Preimplantation genetic testing (PGT) is the primary method for detecting multiple types of genetic embryo anomalies. For instance, numerical chromosomal anomalies within the embryo can be detected by PGT for aneuploidy screening (PGT-A), common in women of advanced reproductive age. While the presence of structural anomalies such as translocation or deletions can be identified by PGT for structural rearrangement (PGT-SR), PGT for monogenic disorders (PGT-M) can screen embryos for genetic mutations, providing valuable information on conceptuses regarding a particular heritable genetic disorder (PGT-M) or aneuploidy (PGT-A).

Initially, PGT was performed on individual blastomeres of day-3 embryos at the six- to eight-cell stage. However, at this phase of development, the embryo has not completed its self-selection in terms of its ability to implant. Moreover, the removal of one or two blastomeres with a high level of pluripotency may affect the embryo’s developmental competence [Reference Kirkegaard, Hindkjaer and Ingerslev61]. Therefore, the need to assess a larger number of cells by trophectoderm biopsies has become the standard, as this does not appear to have any negative effect on the implantation rate.

Aside from the embryo stage, the genetic assessment has evolved as well. While FISH was the earliest technique used for genetic testing, followed by comparative genome hybridization (CGH) and comprehensive chromosome screening (CCS), PGT is now primarily performed by next-generation sequencing [Reference Fragouli62].

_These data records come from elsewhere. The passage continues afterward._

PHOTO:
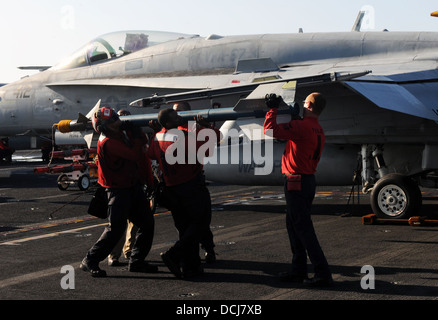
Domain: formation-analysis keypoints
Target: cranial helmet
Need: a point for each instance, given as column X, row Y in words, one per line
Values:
column 102, row 118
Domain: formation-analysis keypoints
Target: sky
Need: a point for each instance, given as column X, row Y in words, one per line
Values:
column 44, row 32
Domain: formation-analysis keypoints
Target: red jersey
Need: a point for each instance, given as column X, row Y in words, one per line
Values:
column 122, row 166
column 180, row 171
column 305, row 141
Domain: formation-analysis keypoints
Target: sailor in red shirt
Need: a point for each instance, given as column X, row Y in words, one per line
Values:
column 305, row 141
column 121, row 152
column 185, row 186
column 207, row 242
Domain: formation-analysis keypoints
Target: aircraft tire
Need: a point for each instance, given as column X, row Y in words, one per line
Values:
column 63, row 182
column 396, row 196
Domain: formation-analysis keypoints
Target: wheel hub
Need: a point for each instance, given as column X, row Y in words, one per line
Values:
column 392, row 200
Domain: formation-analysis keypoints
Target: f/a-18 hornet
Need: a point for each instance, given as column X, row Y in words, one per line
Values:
column 381, row 88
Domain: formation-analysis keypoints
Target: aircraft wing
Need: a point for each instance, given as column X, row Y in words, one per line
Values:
column 414, row 93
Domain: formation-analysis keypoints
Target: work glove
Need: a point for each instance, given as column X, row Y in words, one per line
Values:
column 272, row 100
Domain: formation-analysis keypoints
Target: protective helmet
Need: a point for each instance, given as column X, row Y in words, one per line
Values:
column 102, row 118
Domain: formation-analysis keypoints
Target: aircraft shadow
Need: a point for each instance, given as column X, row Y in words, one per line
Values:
column 271, row 271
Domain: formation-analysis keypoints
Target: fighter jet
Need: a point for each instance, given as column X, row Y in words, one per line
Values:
column 381, row 87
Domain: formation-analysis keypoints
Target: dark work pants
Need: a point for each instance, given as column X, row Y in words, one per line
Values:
column 302, row 236
column 192, row 217
column 124, row 204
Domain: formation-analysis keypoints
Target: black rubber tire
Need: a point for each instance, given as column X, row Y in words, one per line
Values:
column 396, row 196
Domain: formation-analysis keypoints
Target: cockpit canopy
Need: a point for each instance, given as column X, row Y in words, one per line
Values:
column 117, row 44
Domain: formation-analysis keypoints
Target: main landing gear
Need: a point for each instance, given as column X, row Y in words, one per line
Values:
column 393, row 195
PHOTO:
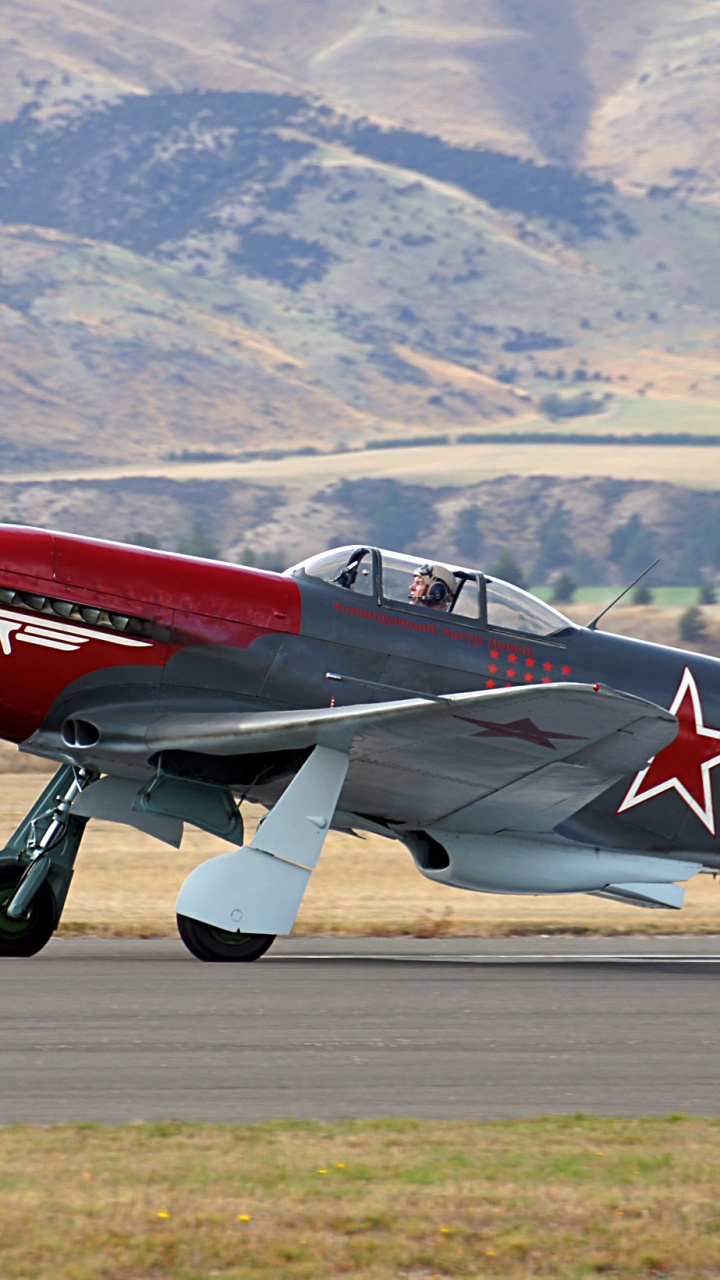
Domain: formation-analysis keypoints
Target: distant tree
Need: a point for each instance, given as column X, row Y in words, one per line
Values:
column 199, row 543
column 466, row 535
column 141, row 539
column 555, row 542
column 632, row 547
column 564, row 589
column 509, row 571
column 273, row 561
column 692, row 624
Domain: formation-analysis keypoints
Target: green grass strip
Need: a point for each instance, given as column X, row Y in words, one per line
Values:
column 564, row 1197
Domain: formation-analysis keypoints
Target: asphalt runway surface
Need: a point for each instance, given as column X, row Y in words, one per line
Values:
column 119, row 1031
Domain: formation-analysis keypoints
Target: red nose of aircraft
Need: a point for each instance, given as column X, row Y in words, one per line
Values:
column 73, row 606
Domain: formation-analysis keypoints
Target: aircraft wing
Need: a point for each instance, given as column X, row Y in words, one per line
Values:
column 510, row 759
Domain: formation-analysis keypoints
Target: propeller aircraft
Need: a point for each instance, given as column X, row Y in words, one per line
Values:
column 510, row 750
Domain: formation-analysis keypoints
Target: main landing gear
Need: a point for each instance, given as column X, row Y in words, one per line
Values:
column 36, row 865
column 206, row 942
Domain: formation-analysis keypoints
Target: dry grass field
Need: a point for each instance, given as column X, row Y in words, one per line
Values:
column 126, row 885
column 695, row 466
column 565, row 1197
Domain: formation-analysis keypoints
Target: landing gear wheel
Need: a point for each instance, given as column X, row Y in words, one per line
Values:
column 28, row 935
column 206, row 942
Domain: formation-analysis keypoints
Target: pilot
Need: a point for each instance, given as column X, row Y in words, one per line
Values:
column 434, row 586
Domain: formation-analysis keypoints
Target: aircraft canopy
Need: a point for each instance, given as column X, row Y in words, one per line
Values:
column 387, row 576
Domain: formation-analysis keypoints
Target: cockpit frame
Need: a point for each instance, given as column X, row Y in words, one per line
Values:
column 497, row 606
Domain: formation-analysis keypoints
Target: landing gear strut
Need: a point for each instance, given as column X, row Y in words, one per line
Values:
column 37, row 867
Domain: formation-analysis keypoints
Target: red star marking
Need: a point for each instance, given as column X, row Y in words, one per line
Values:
column 684, row 766
column 519, row 731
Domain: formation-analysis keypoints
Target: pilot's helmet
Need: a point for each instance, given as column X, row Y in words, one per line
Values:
column 441, row 584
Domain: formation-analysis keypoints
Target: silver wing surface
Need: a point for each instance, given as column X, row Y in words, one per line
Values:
column 511, row 759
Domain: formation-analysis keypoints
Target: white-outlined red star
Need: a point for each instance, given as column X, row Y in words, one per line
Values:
column 684, row 766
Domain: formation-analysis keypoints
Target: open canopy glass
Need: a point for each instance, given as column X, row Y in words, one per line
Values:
column 415, row 583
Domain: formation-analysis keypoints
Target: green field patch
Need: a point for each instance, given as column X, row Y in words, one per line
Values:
column 563, row 1197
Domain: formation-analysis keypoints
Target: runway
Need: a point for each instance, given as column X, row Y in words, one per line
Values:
column 119, row 1031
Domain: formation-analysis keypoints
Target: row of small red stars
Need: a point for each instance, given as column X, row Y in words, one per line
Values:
column 529, row 675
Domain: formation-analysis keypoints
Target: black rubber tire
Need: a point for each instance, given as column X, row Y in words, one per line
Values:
column 206, row 942
column 28, row 936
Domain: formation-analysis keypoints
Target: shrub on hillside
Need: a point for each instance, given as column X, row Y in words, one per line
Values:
column 692, row 624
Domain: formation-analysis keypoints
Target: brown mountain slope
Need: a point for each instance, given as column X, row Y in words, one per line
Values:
column 628, row 88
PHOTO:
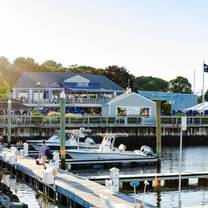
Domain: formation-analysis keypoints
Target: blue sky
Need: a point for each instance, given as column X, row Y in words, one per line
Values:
column 162, row 38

While both PGT-A and PGT-M have become increasingly common [Reference Coates, Kung, Mounts, Hesla, Bankowski, Barbieri, Ata, Cohen and Munne63, Reference Forman, Hong, Ferry, Tao, Taylor, Levy, Treff and Scott64], PGT-M is utilized by couples, often fertile, to identify the risk of a conceptus carrying a heritable defect. Conversely, PGT-A has been performed for approximately 31% of all ART cycles in 2016 alone [Reference Palmerola, Vitez, Amrane, Fischer and Forman65]. Although PGT can be used with standard in vitro insemination, it has been strongly recommended that PGT be used in conjunction with ICSI for several reasons [32]. As ICSI requires the removal of cumulus cells from the oocyte, there would be no maternal genetic material remaining in the culture media or the trophectoderm biopsy sample that could alter test results. As ICSI requires only a single spermatozoon to inseminate the oocyte, there is no risk of paternal DNA contamination, as is the case with in vitro insemination where multiple spermatozoa attach to the ZP and may contaminate the molecular genetic technique. This was demonstrated by a recent study that reported a higher incidence of mosaicism in embryos inseminated by standard IVF cycles in comparison to ICSI [Reference Palmerola, Vitez, Amrane, Fischer and Forman65]. In addition, the higher fertilization rate achieved by ICSI would provide more embryos available for genetic assessment [Reference Jun, O’Leary, Jackson and Racowsky66].

While the universal adoption of PGT remains a matter of debate – concerns remain about putative embryo injury and genetic technical error contributing to embryo “wastage” for the above-mentioned reasons – ICSI is the preferable insemination method to use with PGT to avoid DNA contaminants that may contribute to the misinterpretation of results.